The women from The Angelou Centre Walking

I read yesterday that there are no new beginnings. No beginnings because when we start something, we are already coming at it from the middle. We’ve already been in the thick of it, knee deep in the things that are important to our lives. The issues that hold our attentions and hearts. So when we start working on them, we’re already in the middle of the experience for us.

When we finish the project it’s not the end it’s just a marker on the journey. The journey will continue beyond this or that point. We keep on trying to make sense of our lives. To experience what is in our bodies, hearts and souls as long as we live. Is this not the whole point of our human existence? Of our creativity?

To get clear on our view of the world, or even our experience of the world as we move through the world and share these asides, moments and realisations with others through our creativity?

Solvitur ambulando

Diogenes of Sinope

There is nothing that cannot be solved through walking. There is a latin quote that says this phrase in just two words but who am I to know latin or even to hold this knowledge in my head. It is a foreign language, a foreign culture to me, living in my Black body but it is still passed off as something I should know. As an educated person in Western society that I should know. Not that it is alien to me and is not mine.

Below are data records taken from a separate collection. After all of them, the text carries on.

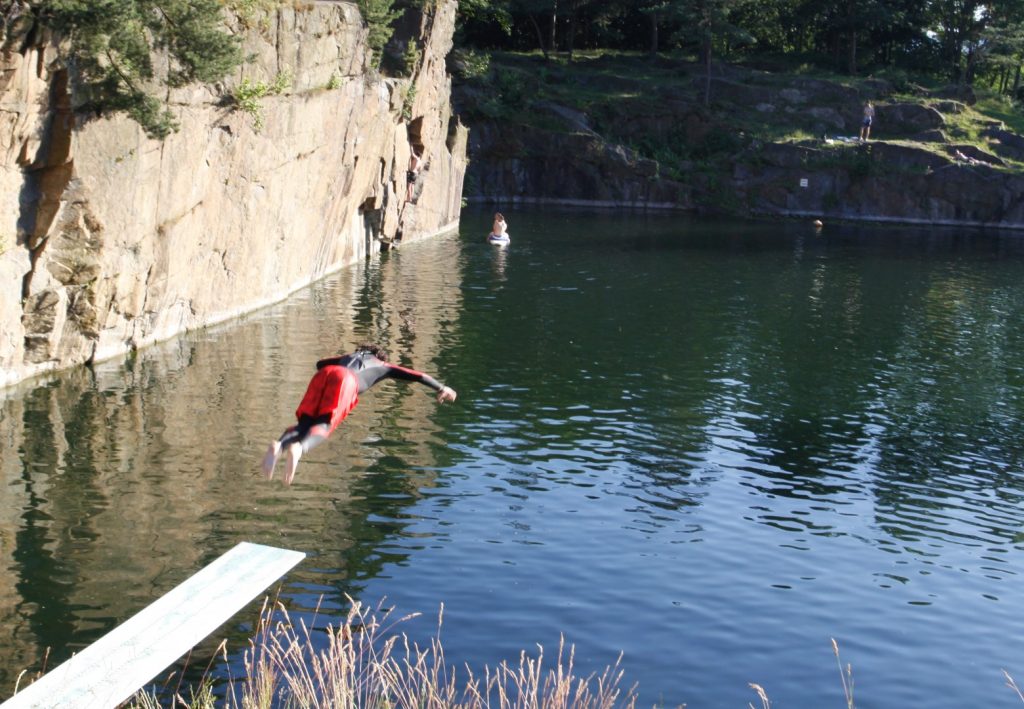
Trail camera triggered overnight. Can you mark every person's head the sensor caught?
[355,342,388,362]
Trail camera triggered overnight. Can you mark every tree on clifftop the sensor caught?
[0,0,242,138]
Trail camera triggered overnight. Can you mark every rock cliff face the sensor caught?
[453,58,1024,228]
[0,0,468,386]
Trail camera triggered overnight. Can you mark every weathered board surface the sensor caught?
[0,542,305,709]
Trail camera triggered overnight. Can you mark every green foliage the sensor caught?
[401,39,421,76]
[28,0,242,138]
[358,0,401,67]
[222,0,284,31]
[401,83,416,121]
[231,72,292,132]
[452,49,490,80]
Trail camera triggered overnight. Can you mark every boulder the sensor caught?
[931,84,978,106]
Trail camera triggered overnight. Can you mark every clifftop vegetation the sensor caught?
[459,0,1024,103]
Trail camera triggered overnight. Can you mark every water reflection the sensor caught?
[0,212,1024,706]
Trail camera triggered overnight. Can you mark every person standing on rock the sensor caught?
[860,100,874,142]
[261,343,457,485]
[406,148,426,202]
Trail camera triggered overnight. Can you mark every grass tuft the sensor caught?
[130,599,636,709]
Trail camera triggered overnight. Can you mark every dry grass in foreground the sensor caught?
[130,599,636,709]
[128,598,1024,709]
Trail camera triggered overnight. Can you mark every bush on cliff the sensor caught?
[0,0,242,138]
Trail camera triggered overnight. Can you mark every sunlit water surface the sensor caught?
[0,207,1024,709]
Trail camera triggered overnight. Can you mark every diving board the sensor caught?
[0,542,305,709]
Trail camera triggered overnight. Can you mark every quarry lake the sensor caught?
[0,208,1024,709]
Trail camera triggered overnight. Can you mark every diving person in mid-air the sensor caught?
[262,343,457,485]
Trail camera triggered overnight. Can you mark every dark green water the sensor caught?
[0,210,1024,709]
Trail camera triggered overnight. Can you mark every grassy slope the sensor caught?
[463,52,1024,176]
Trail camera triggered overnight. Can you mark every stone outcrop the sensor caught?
[732,142,1024,228]
[456,59,1024,228]
[0,0,468,386]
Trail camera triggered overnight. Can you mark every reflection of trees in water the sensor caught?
[0,235,460,692]
[714,248,1024,544]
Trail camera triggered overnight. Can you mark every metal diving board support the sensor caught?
[0,542,305,709]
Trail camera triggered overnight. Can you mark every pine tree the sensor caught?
[16,0,242,138]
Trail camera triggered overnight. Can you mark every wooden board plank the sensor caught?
[0,542,305,709]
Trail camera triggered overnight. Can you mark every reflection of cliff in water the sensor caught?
[0,233,460,696]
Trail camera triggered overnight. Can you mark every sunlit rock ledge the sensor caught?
[0,0,468,386]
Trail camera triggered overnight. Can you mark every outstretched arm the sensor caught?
[357,363,458,404]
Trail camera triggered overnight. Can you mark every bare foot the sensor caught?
[285,443,302,485]
[260,441,281,479]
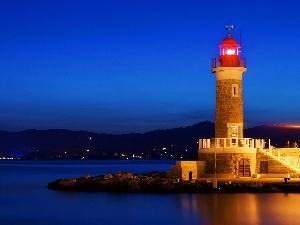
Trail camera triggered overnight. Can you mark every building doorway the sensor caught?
[259,161,269,173]
[238,158,251,177]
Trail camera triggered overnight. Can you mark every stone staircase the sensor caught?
[259,149,300,174]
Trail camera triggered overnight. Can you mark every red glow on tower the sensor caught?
[212,33,246,68]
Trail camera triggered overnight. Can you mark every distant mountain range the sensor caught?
[0,121,300,159]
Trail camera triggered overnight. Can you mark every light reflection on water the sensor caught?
[0,161,300,225]
[181,193,300,225]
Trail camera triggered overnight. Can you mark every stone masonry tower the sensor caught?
[211,26,247,138]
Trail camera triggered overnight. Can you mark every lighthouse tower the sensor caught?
[211,26,247,138]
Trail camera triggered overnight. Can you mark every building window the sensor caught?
[232,84,238,97]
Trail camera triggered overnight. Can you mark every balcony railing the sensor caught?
[199,138,269,149]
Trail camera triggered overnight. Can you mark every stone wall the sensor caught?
[198,153,256,177]
[167,161,205,180]
[257,149,300,177]
[215,79,243,138]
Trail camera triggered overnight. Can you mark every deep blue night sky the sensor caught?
[0,0,300,134]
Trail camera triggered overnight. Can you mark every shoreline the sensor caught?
[48,171,300,194]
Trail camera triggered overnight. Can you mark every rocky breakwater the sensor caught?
[48,172,300,193]
[48,172,214,193]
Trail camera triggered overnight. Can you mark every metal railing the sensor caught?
[199,138,266,149]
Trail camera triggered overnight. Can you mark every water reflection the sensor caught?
[180,193,300,225]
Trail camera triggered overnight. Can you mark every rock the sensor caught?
[59,179,77,187]
[104,174,114,179]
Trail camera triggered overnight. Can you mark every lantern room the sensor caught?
[220,34,240,56]
[212,33,246,68]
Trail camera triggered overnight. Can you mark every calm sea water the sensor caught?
[0,160,300,225]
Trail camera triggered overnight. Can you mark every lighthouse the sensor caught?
[211,26,247,139]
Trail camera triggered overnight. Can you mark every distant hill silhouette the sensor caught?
[0,121,300,158]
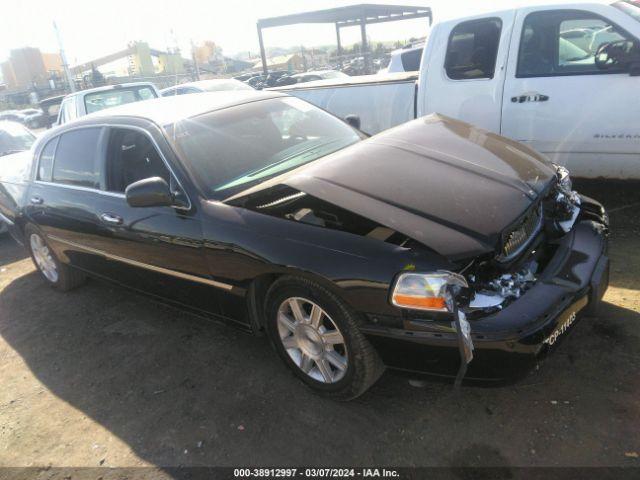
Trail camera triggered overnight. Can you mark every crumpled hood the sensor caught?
[280,115,555,260]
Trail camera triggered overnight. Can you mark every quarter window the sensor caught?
[106,128,171,193]
[517,10,630,77]
[52,128,101,188]
[38,137,59,182]
[445,18,502,80]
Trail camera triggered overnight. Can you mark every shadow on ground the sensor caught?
[0,264,640,467]
[0,182,640,468]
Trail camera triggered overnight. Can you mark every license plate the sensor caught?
[542,296,589,346]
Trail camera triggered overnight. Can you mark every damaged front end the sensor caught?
[464,167,592,318]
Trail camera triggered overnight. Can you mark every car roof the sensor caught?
[65,82,155,98]
[291,70,342,77]
[84,90,286,126]
[160,78,246,93]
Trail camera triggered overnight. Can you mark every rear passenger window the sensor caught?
[53,128,101,188]
[106,128,171,193]
[445,18,502,80]
[400,48,422,72]
[38,137,59,182]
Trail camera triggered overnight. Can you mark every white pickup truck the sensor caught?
[280,0,640,179]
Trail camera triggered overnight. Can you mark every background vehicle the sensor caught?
[57,82,160,125]
[0,121,36,234]
[160,78,253,97]
[20,108,47,128]
[0,110,26,125]
[0,121,36,157]
[40,95,65,128]
[0,91,608,399]
[282,2,640,179]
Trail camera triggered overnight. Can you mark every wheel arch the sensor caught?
[246,268,356,335]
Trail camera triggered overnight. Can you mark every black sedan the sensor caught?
[0,91,609,399]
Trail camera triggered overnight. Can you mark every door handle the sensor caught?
[511,93,549,103]
[100,213,124,225]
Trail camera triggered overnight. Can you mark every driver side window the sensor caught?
[516,10,630,77]
[105,128,171,193]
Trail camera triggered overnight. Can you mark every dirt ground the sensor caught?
[0,182,640,467]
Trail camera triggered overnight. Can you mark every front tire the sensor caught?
[265,277,384,400]
[25,225,86,292]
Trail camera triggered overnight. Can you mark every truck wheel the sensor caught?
[265,277,384,400]
[25,225,86,292]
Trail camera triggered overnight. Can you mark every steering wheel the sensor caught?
[593,42,620,70]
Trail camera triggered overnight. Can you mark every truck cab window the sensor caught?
[47,128,102,189]
[517,10,629,77]
[106,128,171,193]
[445,18,502,80]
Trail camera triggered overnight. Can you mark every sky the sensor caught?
[0,0,540,65]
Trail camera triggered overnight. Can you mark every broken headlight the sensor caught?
[391,271,468,312]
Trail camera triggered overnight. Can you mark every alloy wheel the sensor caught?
[29,233,58,283]
[278,297,348,383]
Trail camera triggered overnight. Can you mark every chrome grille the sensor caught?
[498,204,542,261]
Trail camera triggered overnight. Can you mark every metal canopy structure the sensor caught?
[257,3,433,75]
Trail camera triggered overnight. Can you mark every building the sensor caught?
[1,47,63,90]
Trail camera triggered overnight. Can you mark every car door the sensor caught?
[89,124,225,314]
[29,125,226,314]
[418,10,515,133]
[501,5,640,178]
[27,126,105,273]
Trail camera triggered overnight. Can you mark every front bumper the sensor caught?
[363,217,609,379]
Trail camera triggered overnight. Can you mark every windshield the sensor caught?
[84,86,157,113]
[612,1,640,22]
[0,123,36,157]
[167,98,362,199]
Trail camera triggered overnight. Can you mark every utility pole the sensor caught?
[53,21,76,93]
[191,39,200,80]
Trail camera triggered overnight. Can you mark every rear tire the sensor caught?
[24,225,87,292]
[265,276,384,400]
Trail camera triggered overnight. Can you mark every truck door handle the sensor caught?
[100,213,124,225]
[511,93,549,103]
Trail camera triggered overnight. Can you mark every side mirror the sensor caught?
[594,40,640,76]
[124,177,173,207]
[344,115,360,130]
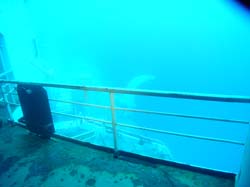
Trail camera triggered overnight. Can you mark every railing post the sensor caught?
[0,84,13,121]
[109,92,118,158]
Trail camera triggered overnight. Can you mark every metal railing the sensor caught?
[0,80,250,153]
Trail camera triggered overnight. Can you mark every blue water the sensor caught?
[0,0,250,172]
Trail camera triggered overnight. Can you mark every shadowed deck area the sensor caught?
[0,125,234,187]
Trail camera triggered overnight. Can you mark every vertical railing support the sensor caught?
[109,92,118,158]
[235,122,250,187]
[0,84,13,121]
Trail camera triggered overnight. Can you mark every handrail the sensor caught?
[2,102,249,145]
[0,80,250,147]
[0,70,12,77]
[0,80,250,103]
[4,93,249,125]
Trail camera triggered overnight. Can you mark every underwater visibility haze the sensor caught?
[0,0,250,173]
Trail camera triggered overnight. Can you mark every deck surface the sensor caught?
[0,125,234,187]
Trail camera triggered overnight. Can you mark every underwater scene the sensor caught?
[0,0,250,183]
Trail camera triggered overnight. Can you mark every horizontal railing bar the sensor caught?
[49,99,110,109]
[0,70,12,77]
[0,101,20,106]
[2,103,245,145]
[115,107,249,125]
[0,80,250,103]
[0,100,249,125]
[117,123,245,145]
[51,111,111,124]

My heritage and culture, is denied to me, or is hidden, or re-constructed on a pile of lies. It takes my time and effort to unearth it all, for me and for others. Still through all that effort, to unearth and bring to light, fact and fiction, it’s not recognised. It’s not valued and is dismissed as not being good enough.

White Supremacy Culture is alive and kicking, And I keep kicking up against it no matter what I do or be. Try to do or try to be. I’ll always be found wanting.